Yesterday I stumbled across this ad for Grimault & Co.'s "Indian Cigarettes" in an 1876 edition of the Daily Argus in Rock Island, Ill. I was aware that, during the nineteenth century, Cannabis indica was used in a variety of remedies and carried in pharmacies across the nation. But I had never heard of anyone selling joints before the early twentieth century, when cops started rounding up pot-puffing Mexicans along the border.

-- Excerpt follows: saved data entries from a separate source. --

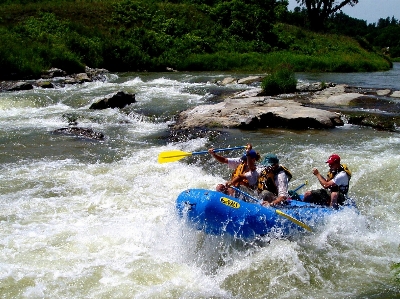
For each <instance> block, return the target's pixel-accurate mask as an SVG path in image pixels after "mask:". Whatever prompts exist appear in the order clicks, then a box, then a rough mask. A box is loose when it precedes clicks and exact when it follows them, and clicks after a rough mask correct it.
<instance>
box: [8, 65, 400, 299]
mask: <svg viewBox="0 0 400 299" xmlns="http://www.w3.org/2000/svg"><path fill="white" fill-rule="evenodd" d="M228 75H232V74H226V73H225V74H224V73H157V74H148V73H129V74H128V73H127V74H118V75H110V76H109V79H108V81H107V82H96V83H85V84H82V85H75V86H66V87H64V88H57V89H34V90H30V91H21V92H12V93H10V92H7V93H1V94H0V150H1V156H0V182H1V183H0V234H1V235H0V236H1V238H0V298H52V299H54V298H96V299H99V298H252V299H253V298H335V299H337V298H399V297H400V282H399V280H398V279H399V274H398V270H397V271H396V269H394V268H393V266H394V265H396V264H398V263H400V247H399V244H400V238H399V236H400V223H399V215H400V200H399V199H400V196H399V187H398V182H399V181H400V166H399V165H400V155H399V154H400V150H399V148H400V135H399V134H398V133H393V132H383V131H376V130H374V129H371V128H362V127H357V126H353V125H345V126H343V127H339V128H336V129H332V130H305V131H295V130H283V129H264V130H258V131H240V130H224V131H223V134H221V135H219V136H217V137H215V138H214V139H212V140H207V139H205V138H195V139H191V140H186V139H184V138H182V140H181V141H180V142H174V143H169V142H167V141H166V138H165V137H166V135H167V132H168V125H170V124H171V122H172V121H173V115H175V113H176V112H177V111H180V110H182V109H186V108H188V107H192V106H195V105H199V104H202V103H208V102H209V101H210V100H212V99H211V98H212V96H211V93H218V92H220V91H225V90H226V89H229V90H241V89H243V86H239V85H232V86H228V87H218V86H217V85H216V84H214V83H212V82H214V81H215V80H217V79H222V78H224V77H226V76H228ZM236 75H238V74H236ZM241 75H242V76H246V75H249V74H241ZM399 75H400V65H399V64H395V66H394V68H393V69H392V70H390V71H389V72H382V73H365V74H298V77H299V79H301V80H311V81H313V80H318V81H325V82H328V81H329V82H337V83H349V84H351V85H354V86H362V87H382V88H393V89H396V90H400V82H399V80H398V78H399ZM246 88H247V89H250V88H253V87H246ZM120 90H123V91H127V92H134V93H135V94H136V99H137V103H135V104H133V105H130V106H129V107H128V108H125V109H121V110H120V109H107V110H101V111H94V110H93V111H92V110H89V109H88V108H89V106H90V105H91V104H92V103H93V102H95V101H97V100H99V99H101V98H103V97H105V96H107V95H110V94H112V93H114V92H117V91H120ZM71 119H75V120H76V121H77V122H78V125H79V126H81V127H86V128H92V129H93V130H95V131H98V132H103V133H104V134H105V136H106V139H105V140H104V141H90V140H86V139H82V138H78V137H73V136H65V135H57V134H54V133H52V132H53V131H54V130H55V129H58V128H62V127H65V126H66V125H67V123H68V120H71ZM247 142H251V143H253V145H254V147H255V149H256V150H257V151H259V152H260V153H261V154H262V155H264V154H266V153H268V152H273V153H276V154H277V155H278V156H279V158H280V160H281V163H282V164H284V165H285V166H287V167H288V168H289V169H290V170H291V171H292V173H293V175H294V178H293V180H292V181H291V183H290V187H291V188H295V187H296V186H298V185H300V184H301V183H303V182H304V181H305V180H308V182H309V185H308V186H307V188H317V187H319V186H318V183H317V181H316V179H315V177H314V176H313V175H312V172H311V170H312V168H313V167H318V168H319V169H320V171H321V172H323V173H325V172H326V171H327V168H326V165H325V163H324V161H325V160H326V159H327V157H328V156H329V155H330V154H331V153H333V152H335V153H338V154H340V155H341V157H342V160H343V162H344V163H347V164H348V166H349V167H350V169H351V170H352V171H353V176H352V179H351V186H350V194H351V196H352V197H353V198H354V199H355V200H356V202H357V205H358V207H359V211H360V213H359V214H357V213H355V212H354V211H344V212H343V213H340V214H338V215H334V216H332V217H331V218H329V219H327V223H326V225H324V226H322V227H320V228H318V229H316V230H315V231H314V232H313V233H306V232H305V233H300V234H299V235H295V236H293V237H292V238H290V239H285V238H279V236H276V237H270V236H267V237H265V238H262V239H260V240H257V241H254V242H247V243H246V242H243V241H241V240H235V239H232V238H230V237H227V236H218V237H216V236H208V235H204V234H203V233H201V232H197V231H193V230H191V229H190V228H188V227H187V226H186V225H185V224H184V223H182V222H181V221H180V220H179V219H178V218H177V216H176V215H175V211H174V203H175V199H176V197H177V196H178V194H179V193H180V192H181V191H183V190H185V189H187V188H210V189H212V188H214V186H215V185H216V184H217V183H220V182H224V181H225V180H226V179H227V177H228V176H229V171H228V170H227V169H226V167H225V166H224V165H221V164H217V163H216V162H215V160H213V159H212V158H211V157H209V156H208V155H196V156H192V157H188V158H184V159H182V160H180V161H178V162H173V163H165V164H159V163H157V156H158V154H159V153H160V152H163V151H169V150H175V149H177V150H183V151H187V152H193V151H202V150H206V149H207V148H209V147H211V146H213V147H215V148H225V147H231V146H238V145H244V144H245V143H247ZM240 154H241V152H226V155H232V156H237V155H240ZM304 190H305V188H304V189H303V190H302V191H304Z"/></svg>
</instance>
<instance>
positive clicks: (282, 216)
mask: <svg viewBox="0 0 400 299" xmlns="http://www.w3.org/2000/svg"><path fill="white" fill-rule="evenodd" d="M302 187H303V186H302ZM231 188H232V189H234V190H236V191H238V192H239V193H241V194H243V195H245V196H247V197H249V198H251V199H252V200H255V201H256V202H258V203H259V204H261V201H260V200H259V199H257V198H255V197H254V196H251V195H250V194H247V193H246V192H244V191H242V190H240V189H239V188H236V187H231ZM269 207H270V208H272V209H274V210H275V213H277V214H278V215H279V216H282V217H285V218H286V219H288V220H290V221H292V222H293V223H295V224H297V225H298V226H301V227H302V228H304V229H306V230H308V231H310V232H311V231H312V230H311V228H310V227H309V226H308V225H307V224H305V223H304V222H301V221H300V220H298V219H296V218H294V217H292V216H290V215H288V214H285V213H284V212H282V211H281V210H278V209H276V208H274V207H271V206H269Z"/></svg>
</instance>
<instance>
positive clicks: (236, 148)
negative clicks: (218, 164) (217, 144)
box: [192, 146, 245, 155]
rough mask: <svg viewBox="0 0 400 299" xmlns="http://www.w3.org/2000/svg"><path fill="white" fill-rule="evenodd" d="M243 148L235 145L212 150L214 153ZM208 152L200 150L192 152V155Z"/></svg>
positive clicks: (217, 152) (205, 152)
mask: <svg viewBox="0 0 400 299" xmlns="http://www.w3.org/2000/svg"><path fill="white" fill-rule="evenodd" d="M242 148H245V146H235V147H228V148H216V149H214V150H213V152H214V153H218V152H223V151H233V150H237V149H242ZM203 154H208V151H201V152H193V153H192V155H203Z"/></svg>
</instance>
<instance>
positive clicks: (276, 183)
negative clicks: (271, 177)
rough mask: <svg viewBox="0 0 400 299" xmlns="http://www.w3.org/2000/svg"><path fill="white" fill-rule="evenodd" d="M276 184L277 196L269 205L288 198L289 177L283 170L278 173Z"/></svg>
mask: <svg viewBox="0 0 400 299" xmlns="http://www.w3.org/2000/svg"><path fill="white" fill-rule="evenodd" d="M276 185H277V187H278V197H277V198H276V199H274V200H273V201H272V202H271V203H270V205H271V206H274V205H278V204H280V203H281V202H282V201H285V200H286V199H287V198H288V195H289V194H288V185H289V179H288V177H287V175H286V174H285V173H284V172H283V171H282V172H280V173H279V174H278V176H277V182H276Z"/></svg>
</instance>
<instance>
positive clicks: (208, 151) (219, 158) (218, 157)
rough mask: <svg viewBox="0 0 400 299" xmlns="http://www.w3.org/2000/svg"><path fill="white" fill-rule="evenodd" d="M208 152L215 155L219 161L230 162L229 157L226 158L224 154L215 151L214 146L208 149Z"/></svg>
mask: <svg viewBox="0 0 400 299" xmlns="http://www.w3.org/2000/svg"><path fill="white" fill-rule="evenodd" d="M208 152H209V153H210V155H211V156H213V157H214V158H215V160H217V161H218V162H220V163H225V164H228V159H227V158H225V157H223V156H221V155H218V154H217V153H216V152H214V149H213V148H210V149H209V150H208Z"/></svg>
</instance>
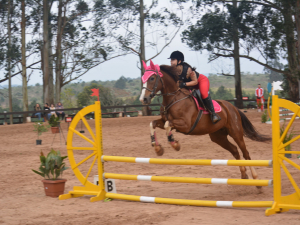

The folks over at the Antique Cannabis Book have more details on these early legal reefers. They note that Grimault & Co.'s Cannabis cigs were available since 1870, and they were apparently the only ones on the market. This, along with the general dearth of reports of intoxicating Cannabis use during the nineteenth century, seems to suggest that Americans at the time just weren't that interested in using Cannabis to get high. Opiates could also be legally obtained then, too, so maybe those who wanted a trip just chose the stronger stuff instead.
Isn't it funny how some thirty years later, when poor, migrant, brown-skinned, non-English speakers started bringing the same exact product across the border, we completely lost our $hit and banned them?
Granted, the middle and upper classes in Mexico didn't exactly paint a sparkling image of marijuana for Americans, and the unruly behavior of pot-smoking soldiers and prisoners didn't do the plant's image any favors, either.